Namun faktor yang perlu dicermati adalah bahwa keberhasilan Iran tersebut tidak terbatas pada pemilu parlemen Irak saja, melainkan jauh sebelum pemilu. 23 September 2005 misalnya, Times Online menyebut Iran sebagai pemenang tanpa tanding dalam proses penyingkiran Saddam dari arena kekuasaan di Irak.
Indie Media bahkan menilai Amerika Serikat dan Inggris sebagai pihak yang kalah dalam perang Irak. Kandungan serupa juga secara implisit diakui oleh The Guardian dalam laporannya 16 Maret 2008.
Pelajaran Bagi Kelompok 5+1
Rangkaian koleksi kegagalan Amerika Serikat di Irak dalam beberapa tahun terakhir menunjukkan bahwa para pejabat Gedung Putih benar-benar membutuhkan peran urgen Iran di kawasan. Mereka juga tidak memiliki pilihan lain kecuali mengakui fakta tersebut.
Para penguasa Negeri Paman Sam itu mungkin saja menepis peran Iran di kawasan dengan kembali menghamburkan 700 milyar dolar tambahan di Irak.
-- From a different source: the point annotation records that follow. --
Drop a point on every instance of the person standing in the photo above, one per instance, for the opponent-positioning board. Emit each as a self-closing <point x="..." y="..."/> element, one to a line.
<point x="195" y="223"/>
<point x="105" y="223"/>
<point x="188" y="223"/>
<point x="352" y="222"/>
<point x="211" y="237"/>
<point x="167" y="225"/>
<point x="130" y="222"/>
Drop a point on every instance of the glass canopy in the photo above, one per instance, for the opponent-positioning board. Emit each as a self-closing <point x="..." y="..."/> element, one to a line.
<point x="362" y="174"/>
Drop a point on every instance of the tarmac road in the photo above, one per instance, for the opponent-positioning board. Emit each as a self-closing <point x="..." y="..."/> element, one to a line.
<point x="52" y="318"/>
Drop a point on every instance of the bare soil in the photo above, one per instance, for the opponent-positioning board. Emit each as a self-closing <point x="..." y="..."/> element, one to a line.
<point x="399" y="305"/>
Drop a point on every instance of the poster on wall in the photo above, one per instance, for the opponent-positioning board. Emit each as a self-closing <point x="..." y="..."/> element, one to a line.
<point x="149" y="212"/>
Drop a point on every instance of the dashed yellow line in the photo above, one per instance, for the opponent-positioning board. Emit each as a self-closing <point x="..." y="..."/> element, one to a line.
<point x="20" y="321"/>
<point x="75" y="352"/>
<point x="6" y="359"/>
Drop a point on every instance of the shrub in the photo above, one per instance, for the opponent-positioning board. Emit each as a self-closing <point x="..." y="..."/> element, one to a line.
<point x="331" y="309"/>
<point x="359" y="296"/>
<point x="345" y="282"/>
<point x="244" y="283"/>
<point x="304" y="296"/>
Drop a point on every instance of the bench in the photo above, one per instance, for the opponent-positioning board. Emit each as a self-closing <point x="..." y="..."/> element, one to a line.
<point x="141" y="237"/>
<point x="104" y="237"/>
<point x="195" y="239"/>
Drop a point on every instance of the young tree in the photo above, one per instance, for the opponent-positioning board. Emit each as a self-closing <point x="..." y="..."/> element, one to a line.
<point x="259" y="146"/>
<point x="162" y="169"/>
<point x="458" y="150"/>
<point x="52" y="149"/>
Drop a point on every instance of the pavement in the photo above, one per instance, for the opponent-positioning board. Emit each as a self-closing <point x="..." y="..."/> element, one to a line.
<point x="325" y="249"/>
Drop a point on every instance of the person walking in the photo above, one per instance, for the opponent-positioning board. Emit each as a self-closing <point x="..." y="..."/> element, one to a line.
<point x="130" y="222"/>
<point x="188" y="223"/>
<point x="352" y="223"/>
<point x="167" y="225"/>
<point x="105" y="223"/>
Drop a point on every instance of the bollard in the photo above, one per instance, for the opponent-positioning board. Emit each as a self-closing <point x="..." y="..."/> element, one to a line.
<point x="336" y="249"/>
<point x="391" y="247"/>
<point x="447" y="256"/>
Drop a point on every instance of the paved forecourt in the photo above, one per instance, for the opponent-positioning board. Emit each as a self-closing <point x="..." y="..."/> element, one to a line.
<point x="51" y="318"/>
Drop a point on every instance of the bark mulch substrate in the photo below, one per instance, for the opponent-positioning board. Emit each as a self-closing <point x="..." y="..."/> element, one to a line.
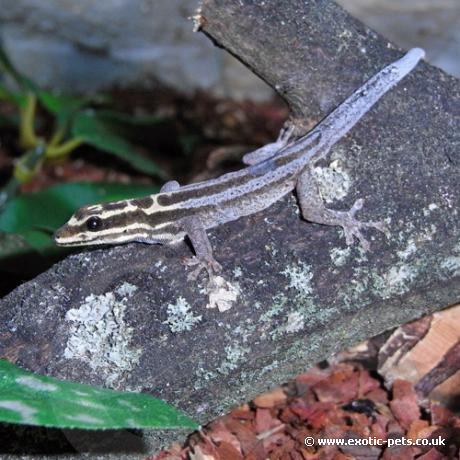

Namun apakah ada jaminan bahwa hasilnya tidak seperti pasca pemilu Irak?
Dengan demikian, tawaran Iran kepada Kelompok 5+1 agar mempertimbangkan peran dan partisipasi Tehran dalam upaya menyelesaikan krisis global, sebelum kedua pihak berunding, bukan sekedar “basa-basi” politik belaka.
Namun apakah para penguasa Gedung Putih yang cenderung menyelesaikan segala masalah dengan cara-cara ala ‘koboi’ itu dapat menerima kenyataan tersebut dengan lapang dada?